Links to Paper and Supplementary Materials
Main Paper (Open Access Version): https://papers.miccai.org/miccai-2025/paper/3384_paper.pdf
SharedIt Link: Not yet available
SpringerLink (DOI): Not yet available
Supplementary Material: Not Submitted
Link to the Code Repository
https://github.com/Architect15806/ISAC
Link to the Dataset(s)
N/A
BibTex
@InProceedings{ZhaTia_ISAC_MICCAI2025,
author = { Zhao, Tianyu and Huang, Zihang and Jiang, Xixi and Zhang, Liang and Ding, Xiaohuan and Yang, Xin},
title = { { ISAC: Redefining the Vascular Segmentation Paradigm through Mask Completion for Cross-Domain Generalization } },
booktitle = {proceedings of Medical Image Computing and Computer Assisted Intervention -- MICCAI 2025},
year = {2025},
publisher = {Springer Nature Switzerland},
volume = {LNCS 15966},
month = {September},
page = {306 -- 316}
}
Reviews
Review #1
- Please describe the contribution of the paper
The paper proposes ISAC, a novel segmentation model that reformulates domain generalization (DG) for vascular segmentation as a mask completion task guided by Image-Sparse Annotation Completion. It introduces two major components: (1) a dual-branch encoder and support-guided decoder that fuses full images and sparse annotations via cross-attention; and (2) a Uncertainty-guided Patch Selection (UPS) module that selects high-quality support regions from pseudo labels for zero-shot segmentation. Extensive experiments on 7 datasets across 3 imaging modalities (Fundus, OCTA, and X-ray) demonstrate strong DG ability and state-of-the-art performance under zero-shot settings.
- Please list the major strengths of the paper: you should highlight a novel formulation, an original way to use data, demonstration of clinical feasibility, a novel application, a particularly strong evaluation, or anything else that is a strong aspect of this work. Please provide details, for instance, if a method is novel, explain what aspect is novel and why this is interesting.
Novel task formulation: Reformulating segmentation under sparse support as a mask completion problem guided by sparse patches is a refreshing alternative to conventional pixel-wise classification. Domain generalization capability with practical utility: The method enables segmentation on unseen domains without requiring too much manual annotations, a highly valuable property for real-world applications. UPS module: The patch selection mechanism using pseudo-label uncertainty and prototype similarity is novel and empirically effective. Strong experimental coverage: Evaluation spans three modalities and seven datasets, with performance surpassing existing DG methods.

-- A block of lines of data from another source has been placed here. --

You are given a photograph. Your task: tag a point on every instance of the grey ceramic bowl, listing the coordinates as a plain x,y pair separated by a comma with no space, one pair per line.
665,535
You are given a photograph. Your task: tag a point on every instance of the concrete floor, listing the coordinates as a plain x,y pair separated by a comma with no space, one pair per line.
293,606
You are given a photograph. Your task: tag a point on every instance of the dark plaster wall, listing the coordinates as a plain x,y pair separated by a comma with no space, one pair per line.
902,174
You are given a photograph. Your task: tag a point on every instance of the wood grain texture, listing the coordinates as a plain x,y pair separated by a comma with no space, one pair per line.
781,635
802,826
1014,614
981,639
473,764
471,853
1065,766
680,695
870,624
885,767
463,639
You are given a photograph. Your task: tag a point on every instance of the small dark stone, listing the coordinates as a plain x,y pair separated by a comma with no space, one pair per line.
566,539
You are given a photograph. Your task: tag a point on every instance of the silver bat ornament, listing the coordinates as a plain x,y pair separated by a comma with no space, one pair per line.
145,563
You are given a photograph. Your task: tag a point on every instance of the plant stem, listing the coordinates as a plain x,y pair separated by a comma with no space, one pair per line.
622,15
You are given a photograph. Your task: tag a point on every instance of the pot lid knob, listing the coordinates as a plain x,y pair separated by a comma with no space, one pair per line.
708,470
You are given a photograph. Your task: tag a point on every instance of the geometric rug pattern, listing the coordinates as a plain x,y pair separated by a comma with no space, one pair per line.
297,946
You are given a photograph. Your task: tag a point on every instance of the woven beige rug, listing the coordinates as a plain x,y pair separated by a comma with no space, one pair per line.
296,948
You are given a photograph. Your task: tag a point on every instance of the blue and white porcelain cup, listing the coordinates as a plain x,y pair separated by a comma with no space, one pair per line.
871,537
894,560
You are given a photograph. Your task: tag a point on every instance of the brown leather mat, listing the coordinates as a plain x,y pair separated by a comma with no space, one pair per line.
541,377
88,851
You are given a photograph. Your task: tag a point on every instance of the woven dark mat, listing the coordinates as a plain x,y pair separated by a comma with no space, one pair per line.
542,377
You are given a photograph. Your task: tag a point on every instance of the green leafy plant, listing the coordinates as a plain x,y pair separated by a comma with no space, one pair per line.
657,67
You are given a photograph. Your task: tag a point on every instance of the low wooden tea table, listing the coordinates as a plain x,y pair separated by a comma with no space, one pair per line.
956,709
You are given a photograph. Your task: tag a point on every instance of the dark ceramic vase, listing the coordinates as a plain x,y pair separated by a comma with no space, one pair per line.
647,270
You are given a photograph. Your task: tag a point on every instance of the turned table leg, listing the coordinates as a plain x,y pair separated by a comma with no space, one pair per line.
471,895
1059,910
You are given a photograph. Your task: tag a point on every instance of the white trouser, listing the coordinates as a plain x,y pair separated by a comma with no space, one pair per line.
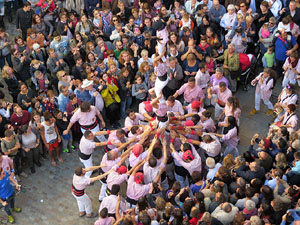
231,150
184,182
266,101
218,111
100,138
170,171
159,86
87,163
84,203
102,191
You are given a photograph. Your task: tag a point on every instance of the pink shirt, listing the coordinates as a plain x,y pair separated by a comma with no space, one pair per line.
191,95
135,191
228,112
133,160
87,146
129,122
177,108
109,163
194,165
231,138
288,99
162,109
265,89
80,182
105,221
290,120
151,173
202,79
223,96
113,137
110,203
213,148
85,118
5,163
209,125
115,178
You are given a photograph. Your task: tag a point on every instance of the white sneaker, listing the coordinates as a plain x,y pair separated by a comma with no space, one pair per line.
23,174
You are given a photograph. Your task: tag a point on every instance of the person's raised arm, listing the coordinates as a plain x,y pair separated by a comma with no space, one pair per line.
92,168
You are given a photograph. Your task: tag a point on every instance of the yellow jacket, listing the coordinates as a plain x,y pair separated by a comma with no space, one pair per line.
110,95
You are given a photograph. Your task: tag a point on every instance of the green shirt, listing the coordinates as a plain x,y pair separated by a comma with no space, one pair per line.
269,59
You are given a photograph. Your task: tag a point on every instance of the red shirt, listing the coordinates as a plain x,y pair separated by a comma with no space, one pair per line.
17,121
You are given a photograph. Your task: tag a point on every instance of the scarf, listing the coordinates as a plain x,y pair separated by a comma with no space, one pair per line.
294,64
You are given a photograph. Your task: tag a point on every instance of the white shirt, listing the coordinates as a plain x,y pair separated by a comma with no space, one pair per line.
150,173
110,203
212,172
212,149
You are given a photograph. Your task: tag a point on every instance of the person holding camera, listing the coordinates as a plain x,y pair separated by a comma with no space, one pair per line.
7,194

- Please list the major weaknesses of the paper. Please provide details: for instance, if you state that a formulation, way of using data, demonstration of clinical feasibility, or application is not novel, then you must provide specific references to prior work.
While the paper proposes a novel task formulation by treating vascular segmentation as a sparse mask completion problem, the methodological novelty remains limited. The overall framework primarily integrates existing components—such as CroCo for cross-view completion, DPT for dense prediction, and prototype-based uncertainty filtering—for a new task setting. These modules are adapted rather than fundamentally redesigned. Moreover, the motivation for the proposed formulation is not sufficiently grounded in the paper. It lacks a clear explanation of why existing domain generalization methods are inadequate and how the proposed mask completion strategy fundamentally addresses their limitations. The UPS module, though empirically useful, is designed heuristically, and key design choices (e.g., patch selection thresholds, cosine similarity) are not theoretically justified. Overall, the paper would benefit from a deeper methodological innovation and stronger conceptual motivation for its core contributions.
- Please rate the clarity and organization of this paper
Satisfactory
- Please comment on the reproducibility of the paper. Please be aware that providing code and data is a plus, but not a requirement for acceptance.
The submission has provided an anonymized link to the source code, dataset, or any other dependencies.
- Optional: If you have any additional comments to share with the authors, please provide them here. Please also refer to our Reviewer’s guide on what makes a good review and pay specific attention to the different assessment criteria for the different paper categories: https://conferences.miccai.org/2025/en/REVIEWER-GUIDELINES.html
N/A
- Rate the paper on a scale of 1-6, 6 being the strongest (6-4: accept; 3-1: reject). Please use the entire range of the distribution. Spreading the score helps create a distribution for decision-making.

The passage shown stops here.